Родд принес телеграмму ему на лужайку. Солнце садилось, но еще можно было читать. Сэр Генри долго доставал очки, но наконец надел их и прочел телеграмму. Лицо у него вдруг так изменилось, что Родд отважился обратиться к нему без разрешения:
— Дурные известия, сэр?
Не решаясь заговорить, сэр Генри протянул ему телеграмму. Самолет потерпел катастрофу, компания с прискорбием извещала, что все пассажиры погибли.

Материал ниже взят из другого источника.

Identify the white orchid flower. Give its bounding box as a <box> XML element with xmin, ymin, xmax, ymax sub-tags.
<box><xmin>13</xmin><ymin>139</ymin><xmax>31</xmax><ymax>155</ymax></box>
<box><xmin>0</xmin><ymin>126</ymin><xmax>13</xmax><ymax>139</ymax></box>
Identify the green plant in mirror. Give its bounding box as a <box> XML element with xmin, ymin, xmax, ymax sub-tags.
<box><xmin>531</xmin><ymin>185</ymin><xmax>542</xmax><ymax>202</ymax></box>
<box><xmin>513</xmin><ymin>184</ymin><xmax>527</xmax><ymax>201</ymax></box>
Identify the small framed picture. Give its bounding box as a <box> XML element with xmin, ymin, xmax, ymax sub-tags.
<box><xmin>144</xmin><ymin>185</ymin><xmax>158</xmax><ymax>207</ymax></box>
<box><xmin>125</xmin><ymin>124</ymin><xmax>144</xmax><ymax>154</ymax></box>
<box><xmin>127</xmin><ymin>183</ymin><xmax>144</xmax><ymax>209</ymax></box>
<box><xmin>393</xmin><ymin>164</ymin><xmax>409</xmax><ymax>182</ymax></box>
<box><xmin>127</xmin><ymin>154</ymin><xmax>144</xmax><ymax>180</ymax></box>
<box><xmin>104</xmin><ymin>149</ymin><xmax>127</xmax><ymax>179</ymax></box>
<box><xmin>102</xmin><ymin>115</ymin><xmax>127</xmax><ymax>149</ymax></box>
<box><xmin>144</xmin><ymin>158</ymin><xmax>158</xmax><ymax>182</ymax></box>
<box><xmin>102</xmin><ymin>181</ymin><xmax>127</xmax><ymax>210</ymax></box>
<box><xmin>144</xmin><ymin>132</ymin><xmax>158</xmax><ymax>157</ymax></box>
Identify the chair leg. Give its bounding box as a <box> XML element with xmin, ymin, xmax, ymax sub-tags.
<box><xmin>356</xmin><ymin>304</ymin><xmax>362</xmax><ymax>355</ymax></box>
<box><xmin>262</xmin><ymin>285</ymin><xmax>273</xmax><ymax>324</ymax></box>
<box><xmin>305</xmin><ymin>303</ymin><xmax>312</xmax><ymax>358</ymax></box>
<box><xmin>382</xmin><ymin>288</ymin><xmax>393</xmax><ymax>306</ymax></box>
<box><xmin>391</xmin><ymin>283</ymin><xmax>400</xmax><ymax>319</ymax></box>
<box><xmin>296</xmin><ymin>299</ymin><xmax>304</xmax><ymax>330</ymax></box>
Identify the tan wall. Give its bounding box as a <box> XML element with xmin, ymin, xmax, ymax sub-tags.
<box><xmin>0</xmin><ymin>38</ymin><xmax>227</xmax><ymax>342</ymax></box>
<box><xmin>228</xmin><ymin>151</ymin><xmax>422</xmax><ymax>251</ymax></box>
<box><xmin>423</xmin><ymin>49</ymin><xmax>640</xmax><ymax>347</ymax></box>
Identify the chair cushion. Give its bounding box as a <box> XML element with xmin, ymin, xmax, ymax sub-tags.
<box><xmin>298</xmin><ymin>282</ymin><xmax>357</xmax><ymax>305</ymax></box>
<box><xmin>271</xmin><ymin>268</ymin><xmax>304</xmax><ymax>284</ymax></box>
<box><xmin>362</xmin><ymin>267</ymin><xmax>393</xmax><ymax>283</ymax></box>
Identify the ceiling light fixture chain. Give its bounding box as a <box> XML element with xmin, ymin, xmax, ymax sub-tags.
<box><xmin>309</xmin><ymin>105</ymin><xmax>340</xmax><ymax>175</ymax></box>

Воцарилось гробовое молчание.
Казалось, прошли века, прежде чем Родд неуверенно произнес:
— А мастер Филипп, сэр? Может, я…
— Нет, — хрипло ответил сэр Генри. — Я должен сказать ему сам. — Он попытался встать, но не смог. — Оставьте меня пока что. Я позже приду.
Небо сделалось темно-синим, редкие облачка понемногу теряли розовую, как на глянцевитых открытках, подсветку. На деревьях, что тянулись цепочкой в дальнем конце сада, каркали и возились грачи, но и они наконец угомонились. На фоне последних оставшихся на небе горизонтальных оранжевых полос стволы казались совсем черными.
В саду стемнело, краски исчезли, только самые светлые цветы выделялись белыми пятнами. Но мужчина в кресле, превратившийся теперь в черный сгорбленный силуэт, не двигался. Наконец миссис Родд обратилась к мужу:
— Ему вредно сидеть там вечером на холоде, да еще с мрачными мыслями. Если ты не пойдешь, я сама пойду поговорю с ним.
Сэр Генри не ответил и не пошевельнулся, когда она до него дотронулась. Отныне ему не дано было ни разговаривать, ни шевелиться. Его сердце остановилось — незаметно и безболезненно. Приехавший по вызову врач сказал, что у сэра Генри давно было слабое сердце и дознания в данном случае не требуется.